Chosen application will be solved by modeling an appropriate (hidden) Markov model on a chain.

Teams are asked to present their plan at the beginning of Lab 4 in approx. 10 minutes. The plan should include answers to the following questions:

• Features
  1. What will my features represent?
  2. How can I generate feature vectors from the input data?
• Probability model
  1. How many hidden states will the model have?
  2. What the hidden states correspond to?
  3. How will a typical sequence look like? (Think about transition probabilities.)
  4. How can I calculate the emission probability for a given feature vector?
• Learning
  1. What parameters will have to be learnt in supervised case?
  2. What parameters will have to be learnt in unsupervised or semi-supervised case?
• Recognition
  1. How will be the resulting sequence transformed into final output?

Students are expected to code the core inference and learning algorithms from the scratch in language of their choice (C/C++/C#, Java, Matlab). On the other hand, any available Open Source software can be used for the infrastructure/environment part (i.e. data reading, pre-processing, output presentation).

Teams are expected to submit a written report (5-10 pages) describing their approach to solve the chosen task. The report will be evaluated focusing on the correctness of the solution.

Write directly about your approach, do not explain things given in the lectures.

Basic structure

1. Header: name, authors, date
2. Short introduction describing the problem
3. Model description - states, probability models
4. Method description - learning, recognition
5. Results - figures, error rates
6. Conclusion - achievements, problems

Submission

Send an email with PDF to Radim Tylecek.
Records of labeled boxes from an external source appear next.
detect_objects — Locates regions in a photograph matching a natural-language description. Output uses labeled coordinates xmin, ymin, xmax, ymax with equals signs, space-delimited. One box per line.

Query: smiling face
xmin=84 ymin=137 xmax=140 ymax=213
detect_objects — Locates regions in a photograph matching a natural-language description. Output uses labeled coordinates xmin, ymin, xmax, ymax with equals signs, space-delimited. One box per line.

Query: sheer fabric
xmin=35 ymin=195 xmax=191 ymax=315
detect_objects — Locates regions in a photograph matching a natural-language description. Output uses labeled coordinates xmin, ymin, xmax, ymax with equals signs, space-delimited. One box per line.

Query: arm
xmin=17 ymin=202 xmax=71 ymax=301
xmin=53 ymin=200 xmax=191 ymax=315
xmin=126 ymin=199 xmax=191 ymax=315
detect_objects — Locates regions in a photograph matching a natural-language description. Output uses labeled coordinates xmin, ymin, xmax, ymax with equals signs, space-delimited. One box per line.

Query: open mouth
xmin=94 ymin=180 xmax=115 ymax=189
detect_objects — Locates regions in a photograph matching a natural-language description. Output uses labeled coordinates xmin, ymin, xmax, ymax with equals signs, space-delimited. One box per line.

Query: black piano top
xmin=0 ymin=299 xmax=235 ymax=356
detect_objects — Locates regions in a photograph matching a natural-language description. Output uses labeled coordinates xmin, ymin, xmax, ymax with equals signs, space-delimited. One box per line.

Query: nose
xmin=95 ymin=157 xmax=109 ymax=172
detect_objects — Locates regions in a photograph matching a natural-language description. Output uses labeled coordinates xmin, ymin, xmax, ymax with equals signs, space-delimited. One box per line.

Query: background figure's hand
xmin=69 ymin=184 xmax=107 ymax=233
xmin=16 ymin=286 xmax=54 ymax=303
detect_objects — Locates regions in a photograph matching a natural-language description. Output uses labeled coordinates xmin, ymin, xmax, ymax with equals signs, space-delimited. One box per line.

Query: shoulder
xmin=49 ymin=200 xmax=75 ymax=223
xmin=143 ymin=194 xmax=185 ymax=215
Deadline: 31.12.2010 23:59

Each group has to present its results (5-10 mins) at a presentation session organized at the end of the semester. A live demonstration of the resulting application should be a part of the presentation. The presentation evaluation will also include the real performance of the implemented algorithm.

See course schedule.

Student's team must obtain at least 50% in the written and oral presentation to obtain lab credit (zápočet).